All’eventuale autorizzazione alla installazione di un tale impianto concessa dall’assemblea, ovvero al parere contrario espresso dalla stessa, può, quindi, “attribuirsi soltanto il valore di mero riconoscimento dell’inesistenza, o, viceversa, dell’esistenza, di un interesse e di concrete pretese degli altri condomini rispetto alla utilizzazione del bene comune che voglia farne il singolo partecipante”. E pertanto, il condomino che intenda procedere all’istallazione su una superficie comune di un impianto per la produzione di energia da fonti rinnovabili destinato al servizio di una unità immobiliare, che non renda necessaria la modificazione delle parti condominiali, “non ha interesse ad agire per l’impugnazione della deliberazione dell’assemblea che abbia espresso un parere contrario all’intervento, non generando la stessa alcun concreto pregiudizio ai suoi diritti, tale da legittimare la pretesa ad un diverso contenuto dell’assetto organizzativo della materia regolata dalla maggioranza assembleare”.

 

Il principio di diritto

La Cassazione, peraltro, osserva che nello specifico si è di fronte ad una azione di impugnazione di deliberazione dell’assemblea di condominio, ai sensi dell’art. 1137 c.c., la quale aveva espresso, come detto, “voto contrario” ad approvare un progetto di installazione di dodici pannelli fotovoltaici su parte comune, comunicato dai condomini all’amministratore, e in tema di di impugnazione della deliberazione dell’assemblea condominiale, “l’onere di provare il vizio di contrarietà alla legge o al regolamento di condominio, da cui deriva l’invalidità della stessa, grava sul condomino che la impugna.
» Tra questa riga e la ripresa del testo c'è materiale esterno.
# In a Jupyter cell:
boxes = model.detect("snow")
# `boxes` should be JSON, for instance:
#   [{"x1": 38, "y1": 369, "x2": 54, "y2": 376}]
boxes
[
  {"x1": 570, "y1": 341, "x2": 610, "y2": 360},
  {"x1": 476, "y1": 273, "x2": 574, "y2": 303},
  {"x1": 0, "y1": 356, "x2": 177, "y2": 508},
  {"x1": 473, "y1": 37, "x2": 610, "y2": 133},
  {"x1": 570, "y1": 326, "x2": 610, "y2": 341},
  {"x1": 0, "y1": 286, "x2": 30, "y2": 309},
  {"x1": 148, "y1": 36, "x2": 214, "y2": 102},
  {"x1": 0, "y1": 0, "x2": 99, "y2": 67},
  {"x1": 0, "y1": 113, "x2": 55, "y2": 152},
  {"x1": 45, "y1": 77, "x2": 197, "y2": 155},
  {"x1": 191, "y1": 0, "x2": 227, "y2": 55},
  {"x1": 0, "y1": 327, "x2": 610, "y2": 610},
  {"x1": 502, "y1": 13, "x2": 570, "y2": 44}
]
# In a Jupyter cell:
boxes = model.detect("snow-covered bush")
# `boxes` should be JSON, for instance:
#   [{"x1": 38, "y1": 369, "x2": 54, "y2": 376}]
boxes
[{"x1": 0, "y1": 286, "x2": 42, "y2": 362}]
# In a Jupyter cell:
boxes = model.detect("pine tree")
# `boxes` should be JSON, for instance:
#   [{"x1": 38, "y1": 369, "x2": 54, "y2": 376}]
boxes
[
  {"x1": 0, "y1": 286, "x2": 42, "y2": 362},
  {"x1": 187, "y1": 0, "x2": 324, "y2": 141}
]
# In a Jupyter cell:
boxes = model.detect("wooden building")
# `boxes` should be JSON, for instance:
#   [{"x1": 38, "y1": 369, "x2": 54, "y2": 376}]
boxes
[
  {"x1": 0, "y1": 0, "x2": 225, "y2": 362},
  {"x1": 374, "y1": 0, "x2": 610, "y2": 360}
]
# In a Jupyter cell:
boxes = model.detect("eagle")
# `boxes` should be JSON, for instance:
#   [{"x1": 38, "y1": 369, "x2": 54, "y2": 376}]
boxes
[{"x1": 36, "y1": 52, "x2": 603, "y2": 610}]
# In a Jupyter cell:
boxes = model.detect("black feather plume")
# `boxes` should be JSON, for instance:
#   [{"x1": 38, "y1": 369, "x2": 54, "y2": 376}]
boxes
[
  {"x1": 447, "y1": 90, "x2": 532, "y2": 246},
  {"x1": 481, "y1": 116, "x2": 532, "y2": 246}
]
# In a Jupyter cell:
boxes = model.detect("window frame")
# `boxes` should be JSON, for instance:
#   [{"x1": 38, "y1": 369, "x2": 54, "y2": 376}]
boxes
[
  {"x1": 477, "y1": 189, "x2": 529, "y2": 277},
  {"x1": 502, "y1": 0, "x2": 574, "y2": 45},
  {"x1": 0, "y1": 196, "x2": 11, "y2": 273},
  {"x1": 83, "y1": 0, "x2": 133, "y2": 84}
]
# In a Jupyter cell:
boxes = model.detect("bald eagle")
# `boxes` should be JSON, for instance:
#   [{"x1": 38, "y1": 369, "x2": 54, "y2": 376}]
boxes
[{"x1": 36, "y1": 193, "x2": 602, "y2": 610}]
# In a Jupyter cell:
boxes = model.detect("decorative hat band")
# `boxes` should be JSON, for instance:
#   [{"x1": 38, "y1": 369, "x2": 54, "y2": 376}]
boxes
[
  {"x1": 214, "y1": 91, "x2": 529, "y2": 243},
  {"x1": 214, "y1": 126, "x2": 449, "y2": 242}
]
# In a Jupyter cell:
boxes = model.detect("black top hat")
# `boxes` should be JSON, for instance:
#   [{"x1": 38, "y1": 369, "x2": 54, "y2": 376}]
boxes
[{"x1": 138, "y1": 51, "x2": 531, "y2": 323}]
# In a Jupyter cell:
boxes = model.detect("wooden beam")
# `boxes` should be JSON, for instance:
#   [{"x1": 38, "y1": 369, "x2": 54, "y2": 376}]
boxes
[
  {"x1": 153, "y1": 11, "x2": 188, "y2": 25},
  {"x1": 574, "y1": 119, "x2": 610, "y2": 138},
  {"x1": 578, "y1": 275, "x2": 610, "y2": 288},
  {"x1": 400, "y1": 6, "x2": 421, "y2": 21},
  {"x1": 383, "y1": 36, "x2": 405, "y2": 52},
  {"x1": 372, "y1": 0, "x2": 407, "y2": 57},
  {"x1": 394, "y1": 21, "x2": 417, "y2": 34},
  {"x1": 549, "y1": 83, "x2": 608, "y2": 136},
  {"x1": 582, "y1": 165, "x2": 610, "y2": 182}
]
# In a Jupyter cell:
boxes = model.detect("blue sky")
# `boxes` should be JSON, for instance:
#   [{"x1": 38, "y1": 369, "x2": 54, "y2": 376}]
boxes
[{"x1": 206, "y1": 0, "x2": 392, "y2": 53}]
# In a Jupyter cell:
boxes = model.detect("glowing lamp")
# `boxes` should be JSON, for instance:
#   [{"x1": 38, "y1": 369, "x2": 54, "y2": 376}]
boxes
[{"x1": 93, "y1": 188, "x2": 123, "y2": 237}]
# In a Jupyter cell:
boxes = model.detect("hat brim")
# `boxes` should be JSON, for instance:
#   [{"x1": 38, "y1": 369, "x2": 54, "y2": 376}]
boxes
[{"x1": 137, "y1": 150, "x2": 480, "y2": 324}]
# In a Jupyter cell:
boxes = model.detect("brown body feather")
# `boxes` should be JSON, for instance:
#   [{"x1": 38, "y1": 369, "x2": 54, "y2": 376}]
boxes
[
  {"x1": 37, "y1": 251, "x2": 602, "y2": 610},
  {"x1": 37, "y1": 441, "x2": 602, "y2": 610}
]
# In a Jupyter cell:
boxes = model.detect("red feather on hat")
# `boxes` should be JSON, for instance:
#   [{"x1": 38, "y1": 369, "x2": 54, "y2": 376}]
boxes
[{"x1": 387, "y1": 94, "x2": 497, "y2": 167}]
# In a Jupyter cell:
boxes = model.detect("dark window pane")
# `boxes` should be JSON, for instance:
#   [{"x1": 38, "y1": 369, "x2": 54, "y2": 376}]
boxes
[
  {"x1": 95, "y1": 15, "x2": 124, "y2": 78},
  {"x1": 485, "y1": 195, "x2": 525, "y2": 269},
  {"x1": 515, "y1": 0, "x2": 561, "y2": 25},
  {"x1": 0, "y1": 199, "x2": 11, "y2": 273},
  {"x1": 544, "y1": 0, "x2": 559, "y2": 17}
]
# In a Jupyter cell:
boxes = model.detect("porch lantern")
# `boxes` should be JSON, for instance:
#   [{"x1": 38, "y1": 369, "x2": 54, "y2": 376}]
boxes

La contrarietà alla legge della impugnata deliberazione discenderebbe soltanto dalla constatazione che l’assemblea avesse deciso di denegare l’installazione dell’impianto per la produzione di energia da fonte rinnovabile destinata al servizio dell’unità immobiliare dei ricorrenti, opponendosi alla concreta utilizzazione del bene comune che vogliano farne i singoli partecipanti, così adottando un provvedimento non previsto dalla legge o dal regolamento, ove la volontà collettiva non fosse giustificata dalla tutela delle esigenze conservative dei diritti inerenti alle parti condominiali. Un siffatto diniego di autorizzazione non è stato però colto dalla Corte d’appello nel testo della delibera del 15 marzo 2018, essendo la stessa apparsa come una mera manifestazione maggioritaria dell’interesse contrario di altri condomini alla installazione dell’impianto”.

La Suprema Corte conclude quindi enunciando il seguente principio di diritto: l’istallazione su una superficie comune di un impianto per la produzione di energia da fonti rinnovabili destinato al servizio di una unità immobiliare, ai sensi dell’art. 1122 bis. c.c., che non renda necessaria la modificazione delle parti condominiali, può essere eseguita dal singolo condomino senza alcuna preventiva autorizzazione dell’assemblea. Ne consegue che all’eventuale parere contrario alla installazione di un tale impianto espresso dall’assemblea deve attribuirsi soltanto il valore di mero riconoscimento dell’esistenza di concrete pretese degli altri condomini rispetto alla utilizzazione del bene comune che voglia farne il singolo partecipante, con riferimento al quale non sussiste l’interesse ad agire per l’impugnazione della deliberazione ai sensi dell’art. 1137 c.c.”.